Ich bin Anna, 42, wohne im Erdgeschoss einer alten Villa in der Berliner Vorstadt. Der Garten ist winzig, aber unser. Oben im Stock wohnen Studenten, meist allein jetzt, seit der eine abgehauen ist. Es war ein schwüler Juniabend. Ich steh am Küchenfenster, Stirn ans kalte Glas gepresst. Draußen klickt die Gartenschere rhythmisch. Fern rasenmäher brummt. Straßenlaterne wirft gelbes Licht über den Zaun. Und da ist er, Mo, der junge Nachbar. Torso nackt, Schweiß läuft ihm über die Brust, Muskeln spannen sich bei jedem Schnitt. Die Hibiskushecke bebt leicht.

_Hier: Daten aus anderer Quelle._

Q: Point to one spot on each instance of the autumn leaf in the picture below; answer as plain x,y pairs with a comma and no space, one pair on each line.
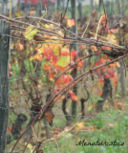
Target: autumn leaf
64,61
49,117
20,46
80,126
70,22
30,32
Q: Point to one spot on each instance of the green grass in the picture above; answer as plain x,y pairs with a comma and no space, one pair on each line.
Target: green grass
103,132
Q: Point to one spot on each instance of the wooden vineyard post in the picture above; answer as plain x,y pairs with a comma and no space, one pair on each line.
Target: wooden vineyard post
4,104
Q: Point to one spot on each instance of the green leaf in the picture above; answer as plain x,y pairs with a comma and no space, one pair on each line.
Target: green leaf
64,61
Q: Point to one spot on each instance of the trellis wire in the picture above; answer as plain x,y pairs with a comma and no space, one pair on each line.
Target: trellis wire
62,115
35,41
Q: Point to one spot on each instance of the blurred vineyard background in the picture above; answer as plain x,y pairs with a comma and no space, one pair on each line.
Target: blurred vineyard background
52,42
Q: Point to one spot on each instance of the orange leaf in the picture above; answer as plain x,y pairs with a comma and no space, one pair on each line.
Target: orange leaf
49,117
70,22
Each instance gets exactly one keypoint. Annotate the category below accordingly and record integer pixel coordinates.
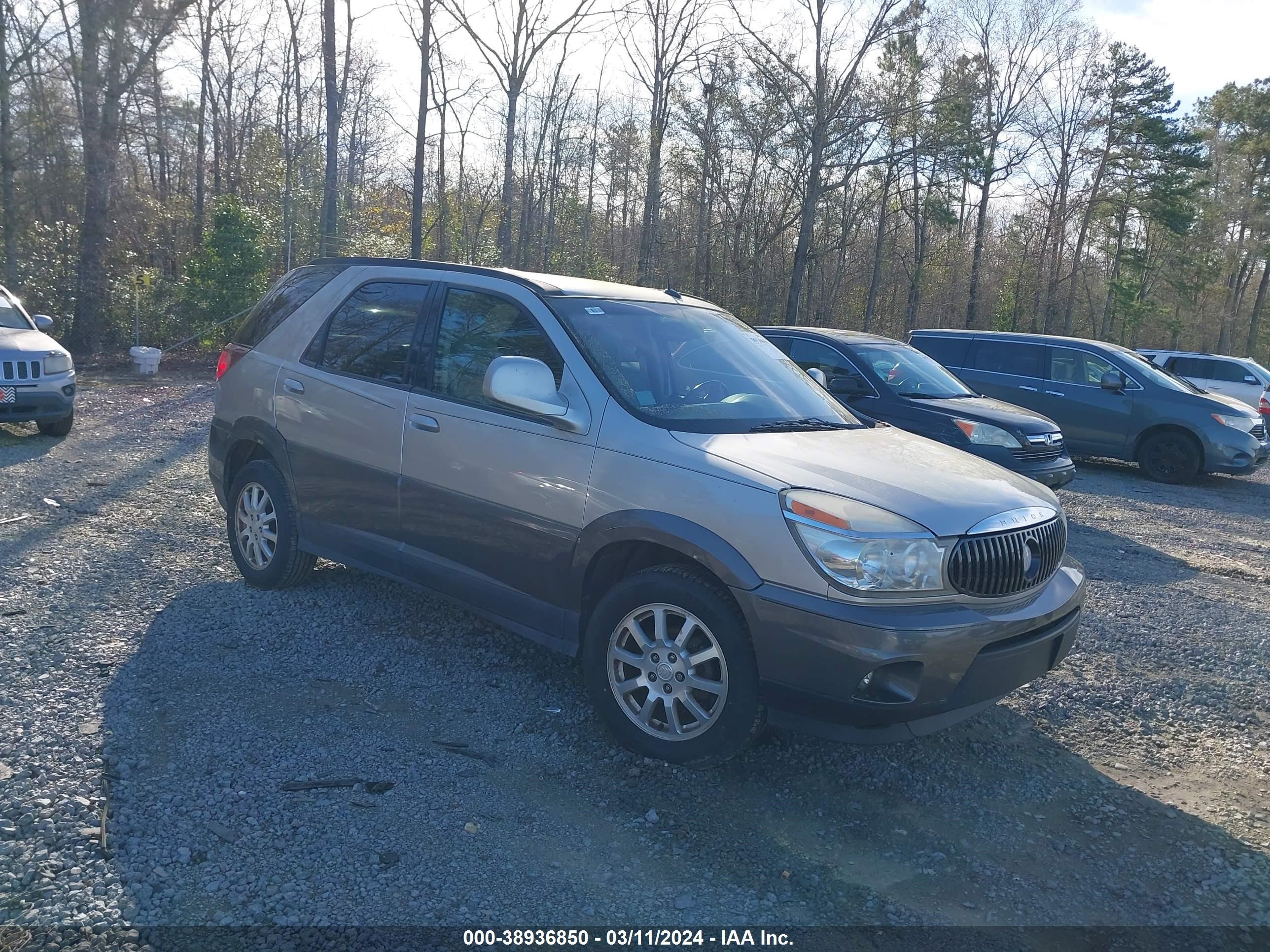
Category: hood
(944, 489)
(989, 410)
(1225, 404)
(25, 340)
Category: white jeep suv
(37, 376)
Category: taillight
(229, 357)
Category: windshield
(910, 373)
(10, 316)
(693, 369)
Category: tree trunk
(421, 131)
(702, 261)
(652, 196)
(1085, 223)
(201, 136)
(972, 305)
(504, 221)
(807, 221)
(331, 186)
(8, 193)
(879, 245)
(1254, 323)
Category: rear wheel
(670, 667)
(1170, 456)
(263, 531)
(58, 428)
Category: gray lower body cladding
(930, 666)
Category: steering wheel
(708, 391)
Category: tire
(676, 732)
(58, 428)
(1170, 456)
(261, 501)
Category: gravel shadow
(507, 799)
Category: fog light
(896, 683)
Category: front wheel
(1170, 457)
(263, 531)
(60, 427)
(670, 667)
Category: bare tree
(660, 43)
(423, 38)
(524, 28)
(117, 41)
(1013, 42)
(331, 182)
(819, 94)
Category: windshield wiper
(807, 423)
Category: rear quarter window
(949, 352)
(283, 300)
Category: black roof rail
(424, 265)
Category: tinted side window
(1192, 367)
(475, 328)
(282, 300)
(812, 353)
(1010, 357)
(1229, 371)
(370, 334)
(949, 352)
(1068, 366)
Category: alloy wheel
(256, 525)
(667, 672)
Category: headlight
(986, 435)
(1240, 423)
(864, 547)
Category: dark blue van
(900, 385)
(1109, 400)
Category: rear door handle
(428, 424)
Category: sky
(1203, 43)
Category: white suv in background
(37, 376)
(1238, 377)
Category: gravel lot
(142, 681)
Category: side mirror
(847, 386)
(525, 384)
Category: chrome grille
(1041, 447)
(19, 370)
(1008, 563)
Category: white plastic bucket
(146, 358)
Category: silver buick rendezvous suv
(37, 376)
(635, 477)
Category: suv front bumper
(32, 406)
(933, 666)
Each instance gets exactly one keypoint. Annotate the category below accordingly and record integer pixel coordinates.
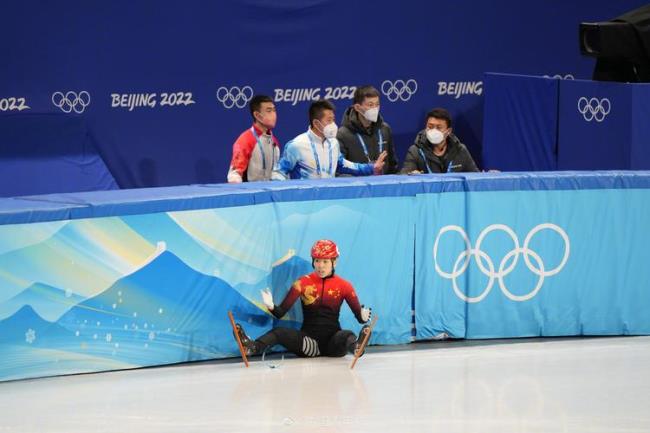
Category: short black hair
(317, 108)
(440, 113)
(256, 103)
(364, 92)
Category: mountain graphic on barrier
(166, 296)
(284, 272)
(47, 301)
(26, 327)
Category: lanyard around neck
(365, 148)
(259, 144)
(317, 159)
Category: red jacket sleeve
(353, 301)
(289, 300)
(242, 151)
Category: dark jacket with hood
(420, 157)
(351, 147)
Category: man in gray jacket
(436, 149)
(363, 134)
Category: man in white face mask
(363, 134)
(256, 150)
(315, 154)
(437, 149)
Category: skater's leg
(345, 341)
(293, 340)
(341, 343)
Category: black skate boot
(250, 346)
(360, 345)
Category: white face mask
(372, 114)
(434, 136)
(330, 130)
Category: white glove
(267, 298)
(366, 313)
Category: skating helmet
(324, 249)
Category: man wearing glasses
(436, 149)
(364, 135)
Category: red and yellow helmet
(324, 249)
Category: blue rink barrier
(124, 279)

Ich trag nur ein dünnes Nachthemd, Nippel hart von der Kühle. Er blickt hoch – direkt in meine Augen. Hält inne. Grinst frech. Ich zuck zusammen, Herz pocht. Rideau nebenan raschelt kaum, die alte Frau schläft hoffentlich. Ich winke zögernd, er zwinkert. Scheiß Adrenalin. Ich stell mir vor, wie er mich mustert, meine Kurven durch den Stoff.
Der erste Blick durchs kalte Fenster
Nächste Tage wird’s intensiver. Er ruft ‘Hallo Anna!’ über den Zaun, während ich gieße. Wir quatschen. Er erzählt von seiner Tante aus Tunis, die zu Besuch war. ‘Sie hat hier gewohnt, oben. Kochen, Musik, Garten.’ Seine Stimme tief, Augen bohren sich in meine. Berührt mal meinen Arm – elektrisch. Ich lach nervös. ‘Du siehst gut aus beim Arbeiten.’ Er: ‘Du auch, so… natürlich.’ Nähe pur, nur dünner Zaun trennt uns. Interdit, weil Nachbarschaft. Jeder kann gucken.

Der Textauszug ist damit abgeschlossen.